Monday, July 5, 2010
So this woman, Amy Shroff, went to the police to seek protection from her ex-husband who was following her in his truck and actually blocked her in after she parked in front of the police station. She went inside with her Order of Protection in her hand and gave it to police officer Frank Spellman. Spellman apparently "misinterpreted" the order and threw her in jail for the night. Nice, huh? (I guess he was confused over what the words petitioner and defendant mean?!?)
Shroff is a new mom and is breastfeeding her baby, but when she pleaded to be set free so that she could go home to feed her baby, her request was denied. The baby ended up having to take formula that night and became ill because of it.
Fortunately, in the end, Shroff was awarded $175,000 from the City of Denver due to this horrendous wrongful arrest. Personally, I think she deserved way more.
According to an article on CBS4Denver.com, Shroff's attorney David Lane had this to say: "When a woman, who is an abused woman, goes to the police for protection ends up in jail because the cop is too stupid or lazy to read the restraining order, I'm sorry, that is an outrage," Lane said.
You can find the story by clicking here.
You can also find another version that includes a photo of Shroff on kdvr.com.
My favorite comment attached to the kdvr.com story comes from someone in Ames, Iowa: "Stop accommodating abusers. Take restraint orders seriously. Back up the victims according to laws already in place. Quit doing everything you can to shut up women who have been victimized. And fire that cop. He didn't uphold the law - or the order."
My sentiments exactly.
Thursday, July 1, 2010
In an abusive relationship, the abuser may use a number of tactics other than physical violence in order to maintain power and control over his or her partner:
Emotional and verbal abuse:
Survivors of domestic violence recount stories of put-downs, public humiliation, name-calling, mind games and manipulation by their partners. Many say that the emotional abuse they have suffered has left the deepest scars.
It is common for an abuser to be extremely jealous, and insist that the victim not see her friends or family members. The resulting feeling of isolation may then be increased for the victim if she loses her job as a result of absenteeism or decreased productivity (which are often associated with people who are experiencing domestic violence).
Threats and Intimidation:
Threats -- including threats of violence, suicide, or of taking away the children -- are a very common tactic employed by the batterer.

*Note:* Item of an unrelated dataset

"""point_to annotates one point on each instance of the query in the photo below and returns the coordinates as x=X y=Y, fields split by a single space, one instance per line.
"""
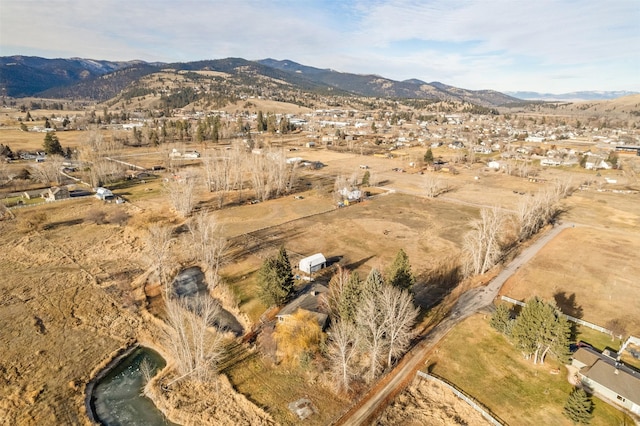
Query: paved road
x=469 y=303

The existence of emotional and verbal abuse, attempts to isolate, and threats and intimidation within a relationship may be an indication that physical abuse is to follow. Even if they are not accompanied by physical abuse, the effect of these incidents must not be minimized. Many of the resources listed in this book have information available for people who are involved with an emotionally abusive intimate partner.